Smashing the Corporate Robber Baron Centralized Power System with Individual Power Systems.

Feel free to vote in the poll there.

Have a nice day.

 

Ghost Dog

(16,881 posts)
3. Nice read, thanks, but misses the point. Briefly,
Thu Apr 7, 2016, 04:26 PM
Apr 2016

It is the consumptive imperative growth-paradigm of contemporary capitalism as it operates in practice in most of the world today, and from which stems excessive energy demand, that is the overarching problem to be solved.

As an anarcho-environmental-socialist, if you will, I would not necessarily dismiss the use of nuclear fission or fusion electrical energy generation, whatever the degree of central- or decentralisation (mini-generators could be of interest), as part of a system of intelligently-designed, regulated and operated economies.

My point is that everything depends on this re-design and succesful implementation of new kinds of society.

But you say you do not care, ...

I don't care what social system builds nuclear power plants, so long as they are built
.

... apparantly assuming a priori that business-as-usual must persist, ...

My advocacy of nuclear power is about the crisis in climate change on a world that now holds six and one half billion people, many of whom who have no access to decent living conditions.


... in societies which provide for far from decent living conditions for too many.

Where you mention a preference for integrated public trsnsport systems, however, you do imply some social change.

Greetings.

NNadir

(33,365 posts)
4. I have written at length about the lack of decent living conditions for the bulk...
Fri Apr 8, 2016, 06:54 AM
Apr 2016

...of humanity elsewhere:

Current World Energy Demand, Ethical World Energy Demand, Depleted Uranium and the Centuries to Come

In it, I criticized, in connection with the dangerous and ignorant fool Amory Lovins...

...myopic bourgeois provincialism...


As for "redesigning society" well, leave me out of that one.
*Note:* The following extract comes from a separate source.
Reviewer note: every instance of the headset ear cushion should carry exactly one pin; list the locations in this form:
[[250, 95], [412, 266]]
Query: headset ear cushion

I would ask those who propose such "redesign" who will do such designing, and then how said design would compare with the other seven billion redesigns possible from the other seven billion human beings.

The world has had some very bitter experience with pseudointellectual top down redesigns of society, cf, Stalin, Mao, Hitler, Pol Pot, Kim Jung-Un, etc. At a gut level, these kinds of specious solutions are a kind of arrogance.

Stalin - often praised as a genius in his life time, which probably ended with his urine soaked body being smothered by Beria, Beria's one act of decency in a depraved life - often spoke to his forced admirers of his grand success at redesigning society. I, for one, am not impressed.

Decentralization is a very, very, very, very, very bad idea, at least where energy and the environment is concerned, since by nature, distributed energy is distributed waste ultimately. This is a technical fact, and has nothing to do with culture or socioeconomic ideology.

Were it up to me, I would change many things about the world, but it is not up to me, nor, necessarily, as I have implied, should it be up to me. I would hope that humanity over all will become wiser, a weak hope perhaps, but, from my perspective, the only ethical and reasonable hope.

Have a nice day.
 

Ghost Dog

(16,881 posts)
5. Mmm. "Stalin", and "Libertarian". You profoundly misunderstand.
Sat Apr 9, 2016, 11:17 AM
Apr 2016

Please educate yourself well in the fields and gardens and pleasant courtyards of "Anarchist political philosophy," then let's discuss....

NNadir

(33,365 posts)
6. No thanks. I think I understand what I need to know about these subjects, and there are...
Sat Apr 9, 2016, 05:54 PM
Apr 2016

...far more useful things to do than get what passes for an "education" in these "fields."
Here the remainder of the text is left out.